A Avenida Paulista teve de ser desocupada por jatos de água após mais de dois dias reservada para um bando de desocupados que, entre outras coisas, bateram numa garota que se recusou a gritar “Fora Lula”.

O secretário de segurança pública de São Paulo, Alexandre de Moraes Neto, foi hostilizado pelos manifestantes que agradou e elogiou ao longo das últimas semanas.

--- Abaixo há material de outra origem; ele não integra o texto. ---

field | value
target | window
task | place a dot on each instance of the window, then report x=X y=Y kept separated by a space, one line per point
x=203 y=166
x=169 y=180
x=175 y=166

Antes dele, seu chefe Geraldo Alckmin, responsável pela área de lazer para os patriotas violentos — que, embora selvagens, curiosamente não são mais chamados de vândalos — e o colega e inimigo Aécio Neves foram enxotados aos gritos de “filhos da puta”, “vagabundos”, entre outros carinhos.

A situação chegou agora ao ápice: Marcello Reis, o fascista líder da facção Revoltados On Line, foi expulso da avenida na noite de ontem, 18 de março.

A confusão foi gravada. Um sujeito fala que Reis é “comunista e do lado do Aécio. Quem paga tudo é o Aécio”.

Reis, que como todo falastrão é um covarde físico, refugiou-se atrás de policiais, visivelmente assustado com o que acontecia com aquela corja que, até ontem, o considerava um profeta.

A questão do fascismo é essa: quando a besta foge da coleira, é difícil prendê-la de volta. A multidão de idiotas deseducada, submetida a uma dieta de indignação seletiva não tem compromisso com ninguém, a não ser com o ciclo de ódio que alimenta.

Até aparece um salvador da pátria, que no momento é Moro, mas até que Moro seja descartado pela Globo.

Parabéns aos envolvidos, parabéns a quem achava que ia se dar bem ao incitar o ressentimento e a revolta. Parabéns às autoridades que não coibiram absurdos, calúnias ignominiosas, ameaças de morte, em nome do republicanismo ou da covardia, mesmo.

Nós não fizemos nada.

A besta está solta e o que aparece é uma coisa feia e apavorante no nosso espelho.